# Need to remove a bunch of rust...



## thegrgyle (Jan 11, 2011)

My father in law gave these to me last spring, Apparantly, he had them on his garage floor, and the winter salt and slush did this to his socket set :thumbdown:. He was going to pitch them, and thought maybe I might want them :huh:. I was thinking about seeing if I could clean them up and salvage them... I know there are a few sizes in this set that I do not have.

I was thinking of soaking them in WD-40, and then taking them to the wire wheel on my grinder, and maybe putting some sort of wire brush on my drill press for the inside of the sockets.

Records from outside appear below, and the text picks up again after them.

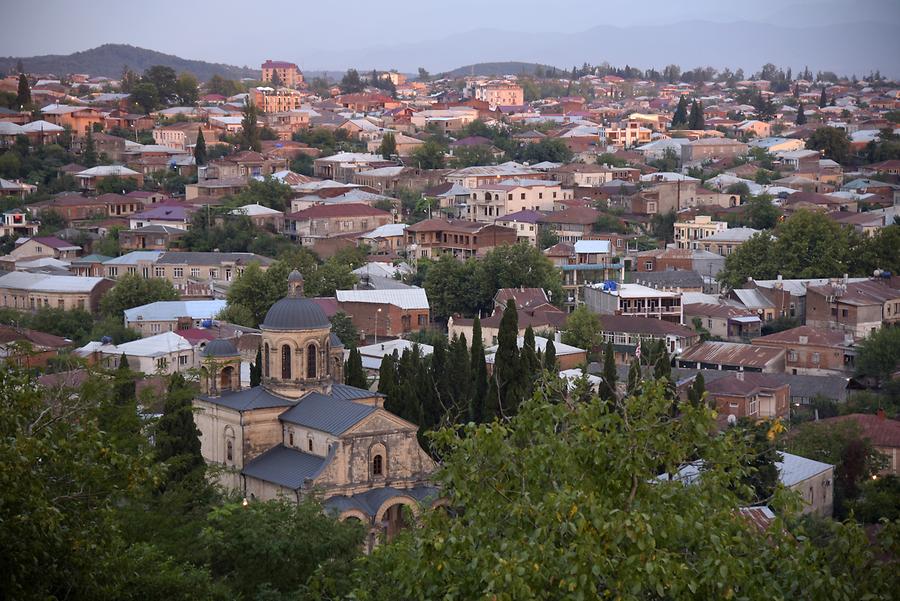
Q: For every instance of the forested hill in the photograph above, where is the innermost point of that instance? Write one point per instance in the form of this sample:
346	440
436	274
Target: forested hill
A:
505	68
107	60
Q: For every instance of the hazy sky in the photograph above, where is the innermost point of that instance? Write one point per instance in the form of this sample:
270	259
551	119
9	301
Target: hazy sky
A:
245	33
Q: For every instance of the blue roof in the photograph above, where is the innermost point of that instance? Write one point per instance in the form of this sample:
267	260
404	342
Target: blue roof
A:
285	467
249	398
326	413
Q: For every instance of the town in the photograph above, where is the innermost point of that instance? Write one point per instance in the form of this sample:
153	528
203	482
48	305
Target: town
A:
541	332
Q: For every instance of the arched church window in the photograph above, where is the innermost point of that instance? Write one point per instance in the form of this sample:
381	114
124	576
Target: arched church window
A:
285	362
377	465
311	361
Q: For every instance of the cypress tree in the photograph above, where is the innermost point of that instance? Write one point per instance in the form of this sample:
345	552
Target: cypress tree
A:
680	117
550	358
256	369
177	437
507	387
634	378
479	376
23	95
696	391
89	154
354	374
200	149
801	115
610	377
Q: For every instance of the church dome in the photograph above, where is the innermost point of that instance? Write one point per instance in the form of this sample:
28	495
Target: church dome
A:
220	348
295	312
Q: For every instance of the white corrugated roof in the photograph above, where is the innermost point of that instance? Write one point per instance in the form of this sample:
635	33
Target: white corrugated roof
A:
168	310
409	298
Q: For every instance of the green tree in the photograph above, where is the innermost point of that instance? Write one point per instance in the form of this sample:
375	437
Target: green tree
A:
277	546
177	437
605	525
200	149
430	155
388	147
342	326
23	94
610	377
477	412
833	142
878	355
250	131
354	375
582	330
680	116
132	290
801	115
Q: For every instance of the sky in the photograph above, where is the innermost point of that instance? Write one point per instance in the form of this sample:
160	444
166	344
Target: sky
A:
329	35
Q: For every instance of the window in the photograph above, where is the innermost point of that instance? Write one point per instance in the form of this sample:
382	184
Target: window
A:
311	361
377	465
285	362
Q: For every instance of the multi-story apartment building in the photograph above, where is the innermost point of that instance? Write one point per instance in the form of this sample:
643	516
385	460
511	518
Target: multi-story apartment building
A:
460	238
287	73
687	233
610	298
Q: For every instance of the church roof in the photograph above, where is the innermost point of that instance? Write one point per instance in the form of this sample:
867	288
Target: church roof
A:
249	398
370	502
285	467
326	413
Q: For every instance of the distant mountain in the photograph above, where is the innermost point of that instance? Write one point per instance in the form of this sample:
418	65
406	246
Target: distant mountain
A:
498	69
107	60
850	47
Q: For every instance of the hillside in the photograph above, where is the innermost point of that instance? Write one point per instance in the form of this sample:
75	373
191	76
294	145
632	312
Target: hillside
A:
487	69
107	60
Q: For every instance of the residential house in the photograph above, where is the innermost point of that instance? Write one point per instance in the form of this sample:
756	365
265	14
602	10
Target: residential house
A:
813	351
388	313
733	356
172	316
611	298
31	291
858	308
461	238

Any thoughts as to how you would maybe clean these up ?

Fabian


----------



## raskgle (Dec 10, 2007)

*white*

Use white vinergar Carl.


thegrgyle said:


> My father in law gave these to me last spring, Apparantly, he had them on his garage floor, and the winter salt and slush did this to his socket set :thumbdown:. He was going to pitch them, and thought maybe I might want them :huh:. I was thinking about seeing if I could clean them up and salvage them... I know there are a few sizes in this set that I do not have.
> 
> I was thinking of soaking them in WD-40, and then taking them to the wire wheel on my grinder, and maybe putting some sort of wire brush on my drill press for the inside of the sockets.
> 
> ...


----------



## MS Sportsman (Mar 12, 2010)

I've heard a lot of people talk about using electrolysis to remove rust from old tools. I have no experience with it myself, but this looks like a good candidate to try it out. From what I understand its a fairly simple process. A online search would probably spell it out pretty quick.


----------



## mike1950 (Aug 29, 2010)

naval jelly


----------



## glh17 (Jul 7, 2010)

Check into Evaporust. Never used it but it comes highly recommended. I've used naval jelly and a few other things from auto stores. I don't believe WD-40 is a rust remover per se. It's a good lubricate for steel wool and sand paper, which will remove rust. A chemical such as evaporust would seem well-suited for those sockets. O'Reilly's auto and Habor Freight (I think) sell evaporust. Down side to evaporust is that it's a bit expensive.

http://www.evaporust.com/


----------



## Grubgrub (Mar 7, 2011)

mike1950 said:


> naval jelly


I'll 2nd that. I used Navel jelly on a table saw I got for really inexpensive. It made the saw look brand new. Use WD-40 after the rust is removed to keep it off.


----------



## Woodlvr (Feb 26, 2011)

Where do you find Naval Jelly? Thanks for all of the tips.

Mike


----------



## tcleve4911 (Dec 16, 2006)

hardware store.........a real one.........


----------



## thegrgyle (Jan 11, 2011)

*Thanks for all your help!*

Hey guys.... thanks for all the advise. I think I will look into both the naval jelly, and the electrolysis sounds intrigueing..... I always wanted to play with some electricity and water . I will most likely take pictures if I do this, and post them on here for you guys.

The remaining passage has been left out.